Тамбулов разглядывал все тщательно и тоже провел по картине пальцем.

- Здесь отсутствует притяжение земли, а есть притяжение света. Но это не свет солнца...

- Луны, — сказала Ольга.

И не луны... Видите точку слева? Свет идет оттуда... Вы чувствуете? Движение цвета?

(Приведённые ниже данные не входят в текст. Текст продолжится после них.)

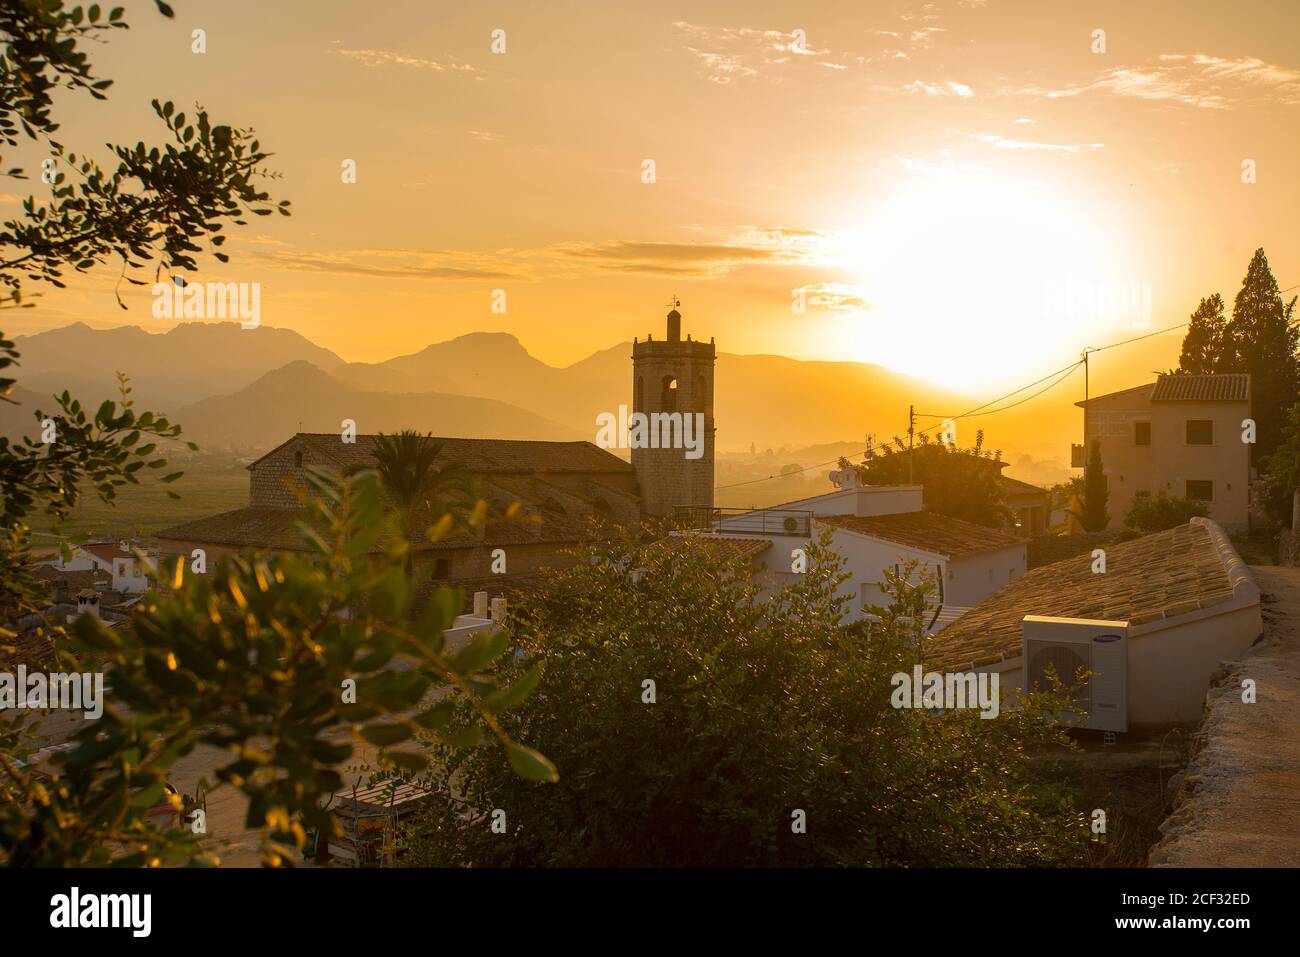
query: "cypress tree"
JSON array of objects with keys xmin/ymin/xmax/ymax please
[
  {"xmin": 1227, "ymin": 248, "xmax": 1299, "ymax": 462},
  {"xmin": 1178, "ymin": 294, "xmax": 1228, "ymax": 373},
  {"xmin": 1078, "ymin": 440, "xmax": 1110, "ymax": 532}
]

- Я просто люблю эти картинки. Я их не анализирую. Мне с ними тепло, и все. Это выше анализа.

- Это вы скажете детям в школе, когда пока­жете им «Троицу» или «Сикстинскую мадонну». Пусть они их очувствуют...»

Вот и не знаю, был ли такой разговор на самом деле  в нашей жизни? Потому что эти картинки художника Игоря Реброва как были, так и есть. Но, в общем-то, вопрос праздный. Потому что верю: это – правда. Как, скажем, и такой разговорчик:

- Слушайте, да­вайте выпьем. Этот разговор всухую не идет.

- Давайте, — ответил Тамбулов. — Но я че­ловек грубый, я пью водку, и чем она хуже, тем мне лучше.

- Просто вы не пробовали хорошего.

- О, женщина! Вы не знаете, чем поили раньше закрытых лауреатов. Такие коньяки, та­кие вина! Я отведал всего — и белого, и красно­го, и зеленого. И скажу вам: «сучок» выше всех марок.

Поверьте, это – словно на минуту ко мне Коля зашел. Может быть, такой диалог в нашем доме и был. А может, и не был. Не важно.)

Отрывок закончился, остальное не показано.